Phil Tippett, des Rêves et des Monstres : Quand les rêves prennent vie

Le duo Gilles Penso et Alexandre Poncet continue d’explorer leur attrait pour le cinéma fantastique. En 2013 est sorti un film hommage au maître du stop-motion, Ray Harryhausen, qui revenait sur l’ensemble de sa carrière et des influences que son travail a laissé sur le monde du cinéma. Le film brassait les diverses créations cultes de son auteur et laissait entrevoir des pistes pour un autre documentaire beaucoup plus vaste. C’est ainsi que naquit Le Complexe de Frankenstein. Sorti en 2015, il faisait l’étale des plus grandes créatures du cinéma fantastique, des prémices du cinéma à aujourd’hui. Avec l’intervention des maîtres d’œuvre qui ont fait la gloire des films qu’il citait, le documentaire de Penso et Poncet était un vibrant hommage aux films qui ont nourrit l’inconscient collectif des amoureux de ce genre de cinéma. Mais l’amour des effets-spéciaux ne s’arrêta pas à ces deux films. Voilà que Carlotta nous propose le dernier bébé du duo dans une édition blu-ray sobre, élégante et soignée. Phil Tippett : Des Rêves et des Monstres met en lumière un artisan aussi apprécié et reconnu que Ray Harryhausen.

De nature très modeste et pudique, Phil Tippett se refuse catégoriquement d’être connoté comme le digne descendant de Harryhausen. En dépit d’une influence certaine de l’ensemble des œuvres de Harryhausen, Tippett doit son amour du stop-motion et des effets-spéciaux au King Kong de Merian C. Cooper qu’il a découvert à l’âge de 5 ans. Totalement envoûté par l’animation du gorille, il nourrira cet amour jusqu’à travailler sur la conception de créatures qui auront façonné l’imagerie d’un nombre incroyable de cinéphiles. Il a donné vie aux créatures les plus mémorables du cinéma hollywoodien des quarante dernières années : Jabba Le Hutt et les AT-AT de Star Wars, le tyrannosaure de Jurassic Park, ED-209 dans RoboCop, les insectes géants de Starship Troopers ou encore les poissons carnivores dans Piranhas de Joe Dante.

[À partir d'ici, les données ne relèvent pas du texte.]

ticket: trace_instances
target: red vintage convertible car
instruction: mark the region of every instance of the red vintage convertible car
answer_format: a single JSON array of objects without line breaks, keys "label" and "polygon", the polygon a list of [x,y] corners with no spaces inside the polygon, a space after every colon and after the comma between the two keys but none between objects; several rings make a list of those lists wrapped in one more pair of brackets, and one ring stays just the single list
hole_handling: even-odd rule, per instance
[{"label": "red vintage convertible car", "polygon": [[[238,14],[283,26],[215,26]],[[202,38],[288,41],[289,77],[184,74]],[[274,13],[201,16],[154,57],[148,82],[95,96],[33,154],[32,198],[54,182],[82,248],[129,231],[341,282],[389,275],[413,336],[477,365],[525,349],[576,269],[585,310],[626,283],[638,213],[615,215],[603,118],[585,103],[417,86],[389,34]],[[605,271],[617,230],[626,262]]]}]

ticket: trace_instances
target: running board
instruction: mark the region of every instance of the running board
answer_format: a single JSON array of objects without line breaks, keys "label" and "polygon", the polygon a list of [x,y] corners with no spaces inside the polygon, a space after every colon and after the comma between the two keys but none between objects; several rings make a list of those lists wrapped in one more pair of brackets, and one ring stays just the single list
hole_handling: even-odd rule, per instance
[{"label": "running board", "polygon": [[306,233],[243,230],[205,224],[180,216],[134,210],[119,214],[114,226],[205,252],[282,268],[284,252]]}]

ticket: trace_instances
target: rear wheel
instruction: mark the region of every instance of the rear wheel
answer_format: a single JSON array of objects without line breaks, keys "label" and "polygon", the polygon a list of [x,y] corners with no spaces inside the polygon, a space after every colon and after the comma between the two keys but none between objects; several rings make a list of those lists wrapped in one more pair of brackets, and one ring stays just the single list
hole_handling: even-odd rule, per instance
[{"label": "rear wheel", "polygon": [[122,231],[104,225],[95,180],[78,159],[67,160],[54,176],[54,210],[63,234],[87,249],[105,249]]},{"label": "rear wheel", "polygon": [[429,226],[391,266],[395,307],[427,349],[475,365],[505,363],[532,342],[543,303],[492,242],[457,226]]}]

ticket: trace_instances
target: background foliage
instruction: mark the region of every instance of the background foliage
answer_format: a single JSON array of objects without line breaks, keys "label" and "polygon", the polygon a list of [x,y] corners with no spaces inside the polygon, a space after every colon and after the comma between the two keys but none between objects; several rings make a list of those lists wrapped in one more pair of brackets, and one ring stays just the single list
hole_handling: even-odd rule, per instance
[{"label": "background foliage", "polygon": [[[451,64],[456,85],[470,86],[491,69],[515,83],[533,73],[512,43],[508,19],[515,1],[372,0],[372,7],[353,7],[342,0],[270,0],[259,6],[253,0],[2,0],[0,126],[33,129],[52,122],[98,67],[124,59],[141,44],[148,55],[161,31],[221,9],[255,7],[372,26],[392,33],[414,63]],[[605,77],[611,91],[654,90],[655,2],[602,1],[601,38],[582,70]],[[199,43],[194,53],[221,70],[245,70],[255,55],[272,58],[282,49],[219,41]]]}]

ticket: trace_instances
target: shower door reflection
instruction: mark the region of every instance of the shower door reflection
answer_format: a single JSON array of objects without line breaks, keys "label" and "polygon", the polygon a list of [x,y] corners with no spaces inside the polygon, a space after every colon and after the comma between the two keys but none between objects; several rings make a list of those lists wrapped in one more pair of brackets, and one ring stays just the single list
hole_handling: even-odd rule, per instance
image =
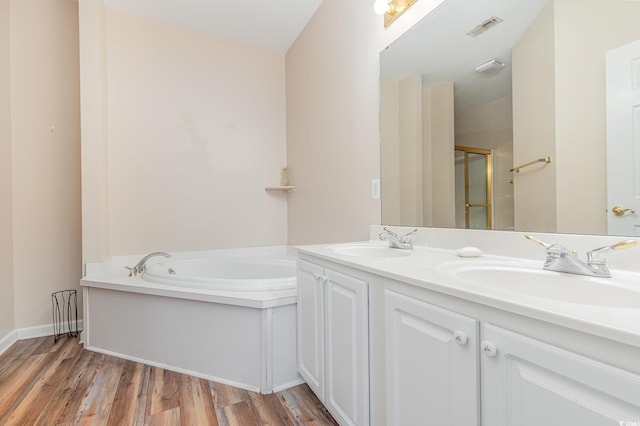
[{"label": "shower door reflection", "polygon": [[456,227],[492,229],[491,150],[455,147]]}]

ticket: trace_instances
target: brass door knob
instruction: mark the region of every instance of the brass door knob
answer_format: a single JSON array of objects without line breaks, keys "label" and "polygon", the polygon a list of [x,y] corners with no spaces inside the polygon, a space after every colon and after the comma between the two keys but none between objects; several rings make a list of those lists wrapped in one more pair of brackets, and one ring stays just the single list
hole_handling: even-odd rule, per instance
[{"label": "brass door knob", "polygon": [[622,206],[613,206],[613,208],[611,209],[611,213],[616,216],[624,216],[626,212],[634,214],[636,211],[634,209],[625,209]]}]

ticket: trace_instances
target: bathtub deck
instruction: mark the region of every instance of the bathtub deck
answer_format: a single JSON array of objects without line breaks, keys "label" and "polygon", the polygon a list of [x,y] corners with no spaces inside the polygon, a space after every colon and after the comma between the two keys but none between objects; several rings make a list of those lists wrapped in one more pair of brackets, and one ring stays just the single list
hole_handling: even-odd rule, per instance
[{"label": "bathtub deck", "polygon": [[84,350],[18,341],[0,356],[0,424],[336,425],[306,385],[261,395]]}]

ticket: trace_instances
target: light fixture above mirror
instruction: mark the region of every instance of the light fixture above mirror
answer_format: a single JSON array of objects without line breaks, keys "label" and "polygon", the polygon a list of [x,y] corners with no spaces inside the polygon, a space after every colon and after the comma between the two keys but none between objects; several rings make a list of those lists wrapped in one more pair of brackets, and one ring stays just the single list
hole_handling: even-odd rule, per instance
[{"label": "light fixture above mirror", "polygon": [[398,19],[400,15],[407,11],[417,0],[376,0],[373,10],[378,14],[384,14],[385,28]]}]

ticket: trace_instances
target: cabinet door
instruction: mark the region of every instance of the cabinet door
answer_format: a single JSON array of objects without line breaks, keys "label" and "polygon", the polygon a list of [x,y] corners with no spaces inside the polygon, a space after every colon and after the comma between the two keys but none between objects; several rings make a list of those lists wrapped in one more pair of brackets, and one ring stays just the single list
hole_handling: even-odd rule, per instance
[{"label": "cabinet door", "polygon": [[640,376],[483,326],[482,419],[492,426],[618,426],[640,421]]},{"label": "cabinet door", "polygon": [[391,290],[384,298],[387,424],[477,425],[478,322]]},{"label": "cabinet door", "polygon": [[298,372],[324,402],[324,303],[322,268],[298,260]]},{"label": "cabinet door", "polygon": [[326,404],[342,425],[369,424],[369,321],[365,281],[325,270]]}]

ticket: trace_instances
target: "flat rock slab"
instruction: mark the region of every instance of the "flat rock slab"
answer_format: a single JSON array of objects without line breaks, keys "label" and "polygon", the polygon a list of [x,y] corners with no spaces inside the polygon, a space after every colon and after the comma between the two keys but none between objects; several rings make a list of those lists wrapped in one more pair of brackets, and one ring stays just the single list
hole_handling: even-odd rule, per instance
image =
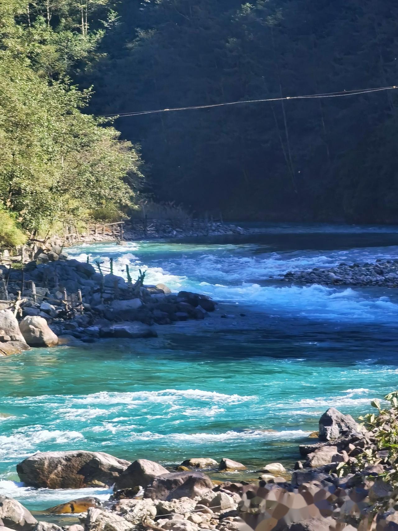
[{"label": "flat rock slab", "polygon": [[23,350],[30,350],[30,347],[24,341],[8,341],[0,343],[0,356],[20,354]]},{"label": "flat rock slab", "polygon": [[158,337],[158,334],[152,327],[137,321],[116,323],[110,327],[101,328],[100,333],[102,337],[139,339]]},{"label": "flat rock slab", "polygon": [[131,463],[103,452],[37,452],[16,466],[20,479],[37,488],[108,486]]}]

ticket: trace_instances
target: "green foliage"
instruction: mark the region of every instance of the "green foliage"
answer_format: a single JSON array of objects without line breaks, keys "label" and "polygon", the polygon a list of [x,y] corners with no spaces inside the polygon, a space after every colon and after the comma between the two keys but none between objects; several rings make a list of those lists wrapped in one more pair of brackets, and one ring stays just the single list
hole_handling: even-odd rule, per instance
[{"label": "green foliage", "polygon": [[[390,407],[383,408],[380,401],[375,399],[371,405],[377,409],[377,413],[359,417],[371,433],[375,443],[357,457],[354,472],[363,470],[368,465],[386,465],[381,477],[396,490],[398,489],[398,391],[389,393],[384,397],[384,400],[390,402]],[[351,471],[351,468],[344,464],[339,468],[341,469],[341,475]]]},{"label": "green foliage", "polygon": [[[117,10],[90,69],[98,114],[396,84],[391,0],[148,0]],[[158,200],[240,218],[393,222],[396,93],[117,124],[140,139]]]},{"label": "green foliage", "polygon": [[17,247],[25,243],[28,237],[18,225],[12,216],[0,207],[0,246]]},{"label": "green foliage", "polygon": [[89,15],[106,3],[0,5],[0,200],[30,230],[134,204],[139,152],[82,112],[91,91],[67,77],[94,53],[103,30],[90,31]]}]

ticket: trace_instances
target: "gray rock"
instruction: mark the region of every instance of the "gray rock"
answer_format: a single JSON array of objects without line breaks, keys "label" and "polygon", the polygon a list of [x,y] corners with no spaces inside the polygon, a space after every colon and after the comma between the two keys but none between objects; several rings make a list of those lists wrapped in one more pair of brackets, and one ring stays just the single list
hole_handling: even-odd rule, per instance
[{"label": "gray rock", "polygon": [[[323,465],[336,463],[337,453],[336,446],[324,446],[322,448],[318,448],[312,453],[308,454],[305,465],[312,467],[313,468],[317,468]],[[340,463],[341,460],[342,459],[339,459],[338,462]]]},{"label": "gray rock", "polygon": [[137,459],[117,478],[114,490],[139,486],[146,487],[157,476],[168,473],[167,469],[158,463],[148,459]]},{"label": "gray rock", "polygon": [[210,457],[192,458],[186,459],[181,464],[181,466],[193,466],[197,468],[205,468],[206,467],[215,466],[217,461]]},{"label": "gray rock", "polygon": [[171,293],[171,290],[165,284],[157,284],[156,287],[158,289],[161,289],[165,295],[168,295]]},{"label": "gray rock", "polygon": [[333,518],[311,518],[302,522],[290,524],[285,529],[286,531],[330,531],[335,528],[335,524]]},{"label": "gray rock", "polygon": [[9,336],[12,341],[26,341],[21,332],[16,318],[14,316],[11,310],[0,311],[0,330],[4,331],[4,335]]},{"label": "gray rock", "polygon": [[16,472],[28,486],[79,489],[111,486],[130,464],[103,452],[37,452],[17,465]]},{"label": "gray rock", "polygon": [[232,461],[228,458],[223,457],[220,461],[219,470],[246,470],[246,467],[237,461]]},{"label": "gray rock", "polygon": [[58,338],[42,317],[24,317],[19,327],[23,339],[31,347],[53,347],[58,344]]},{"label": "gray rock", "polygon": [[359,427],[350,415],[330,408],[319,419],[319,440],[331,441],[358,432]]},{"label": "gray rock", "polygon": [[24,350],[30,350],[30,348],[24,341],[9,341],[6,343],[0,343],[0,356],[20,354]]},{"label": "gray rock", "polygon": [[132,527],[123,517],[101,507],[90,508],[82,523],[84,528],[90,531],[127,531]]},{"label": "gray rock", "polygon": [[309,470],[295,470],[292,475],[291,484],[295,485],[302,485],[312,481],[328,481],[331,479],[329,475],[330,467],[320,467],[319,468],[312,468]]},{"label": "gray rock", "polygon": [[100,330],[102,337],[138,338],[157,337],[155,330],[148,324],[138,321],[132,322],[124,321],[116,323],[111,327],[101,328]]},{"label": "gray rock", "polygon": [[123,312],[128,310],[138,310],[142,306],[141,299],[131,299],[128,301],[114,301],[111,307],[115,312]]},{"label": "gray rock", "polygon": [[38,315],[39,313],[40,310],[38,308],[32,308],[29,306],[25,306],[22,308],[22,315],[24,317],[26,317],[27,315],[33,317],[34,315]]},{"label": "gray rock", "polygon": [[167,501],[202,496],[213,488],[210,478],[201,472],[172,472],[157,476],[145,490],[144,498]]},{"label": "gray rock", "polygon": [[58,254],[54,251],[49,251],[47,253],[47,258],[50,262],[55,262],[58,259]]},{"label": "gray rock", "polygon": [[39,522],[34,531],[62,531],[62,528],[50,522]]},{"label": "gray rock", "polygon": [[0,495],[0,526],[14,531],[30,531],[37,524],[36,519],[19,502]]},{"label": "gray rock", "polygon": [[281,463],[270,463],[269,465],[263,467],[258,472],[268,473],[275,475],[277,474],[284,474],[286,472],[286,469]]},{"label": "gray rock", "polygon": [[45,313],[48,313],[50,317],[54,319],[57,316],[57,312],[55,311],[55,307],[50,304],[48,302],[42,302],[40,304],[40,310]]}]

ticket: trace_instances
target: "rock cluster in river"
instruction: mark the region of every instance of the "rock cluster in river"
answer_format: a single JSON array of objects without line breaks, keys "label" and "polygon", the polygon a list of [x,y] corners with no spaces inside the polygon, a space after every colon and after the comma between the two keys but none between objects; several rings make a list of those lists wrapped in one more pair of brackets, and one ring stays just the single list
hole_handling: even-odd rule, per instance
[{"label": "rock cluster in river", "polygon": [[310,271],[284,276],[285,282],[323,286],[379,286],[398,287],[398,260],[377,260],[375,263],[341,263],[328,269],[314,268]]},{"label": "rock cluster in river", "polygon": [[[240,479],[214,485],[206,470],[246,467],[227,458],[218,465],[198,458],[169,472],[146,459],[129,463],[83,451],[37,452],[18,471],[26,484],[50,488],[109,486],[116,481],[114,494],[102,505],[95,498],[83,498],[49,509],[57,514],[84,511],[81,525],[64,527],[65,531],[250,531],[257,526],[267,531],[353,531],[374,511],[373,531],[395,530],[398,513],[383,509],[395,495],[383,479],[391,464],[365,461],[355,470],[358,456],[366,456],[375,446],[373,434],[333,408],[322,415],[318,433],[318,442],[300,447],[305,461],[296,464],[290,479],[283,465],[271,463],[258,471],[262,475],[257,483]],[[340,477],[338,467],[342,463],[354,472]],[[248,478],[250,473],[241,474]],[[0,524],[14,531],[60,531],[54,524],[37,523],[20,504],[4,499],[0,497]]]},{"label": "rock cluster in river", "polygon": [[[18,351],[17,341],[19,352],[22,345],[51,346],[58,343],[57,336],[75,344],[102,337],[155,337],[153,324],[203,319],[215,309],[205,295],[173,294],[163,285],[137,285],[117,275],[101,275],[90,264],[60,259],[30,262],[23,271],[0,266],[0,281],[6,280],[8,296],[16,296],[22,280],[34,283],[34,290],[24,290],[19,324],[6,309],[11,303],[0,304],[6,309],[0,311],[0,355]],[[2,349],[7,342],[13,343],[10,352]]]}]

Le documentaire possède cette dynamique que l’on retrouvait déjà dans les films précédents de Gilles Penso et Alexandre Poncet : intuitif, intimiste, instructif. Le spectateur est plongé d’emblée dans le superbe atelier débordant d’archives merveilleuses du Tippett Studio. Phil Tippett nous conte son parcours avec une modestie incroyable. Il véhicule sa passion avec ferveur. Jamais racoleur, le grand barbu de 68 ans ne se vante jamais d’avoir été au cœur des révolutions qui ont contribué à la naissance de la société ILM fondée par George Lucas en 1975. De nature assez réservée, il décidera de s’émanciper de la grosse machine en devenir afin de fonder son propre studio. Après les succès consécutifs de la première trilogie Star Wars, Phil Tippett ressent le besoin de revenir aux fondamentaux, à ce qui lui a donné l’amour du stop-motion. En essayant de soigner une déprime, et épaulé par son épouse (véritable actrice de l’ombre sur laquelle repose toutes les fondations du Tippett Studio, à qui le film fait honneur), Phil Tippett va, sans le vouloir, repousser le principe de stop-motion dans ses derniers retranchements en mettant en scène son œuvre cathartique, le point de rupture qui tourne la page entre l’enfant rêveur qu’il a été et l’adulte qu’il peine à devenir. Prehistoric Beast est un drame expérimental d’une dizaine de minutes totalement réalisé par ses soins. Il y anime des dinosaures plus vrais que nature et procède à une réalisation minutieuse en osant des mouvements de caméra le plus proche du réel possible. Phil Tippett signe, avec ce film, le couronnement de son art à l’orée des premières images de synthèse. Le passage au numérique lui aura donné un sacré coup au moral d’ailleurs. Le film arrive parfaitement à nous transmettre le malaise de Tippett quant aux avancées technologiques. Une fois encore, la force de la réalisation de Penso et Poncet permet de garder le cercle intime sans jamais tomber dans le voyeurisme. Il faut dire que Tippett est du genre à avoir un visage très expressif. Pas besoin de forcer le pathos, il émeut naturellement.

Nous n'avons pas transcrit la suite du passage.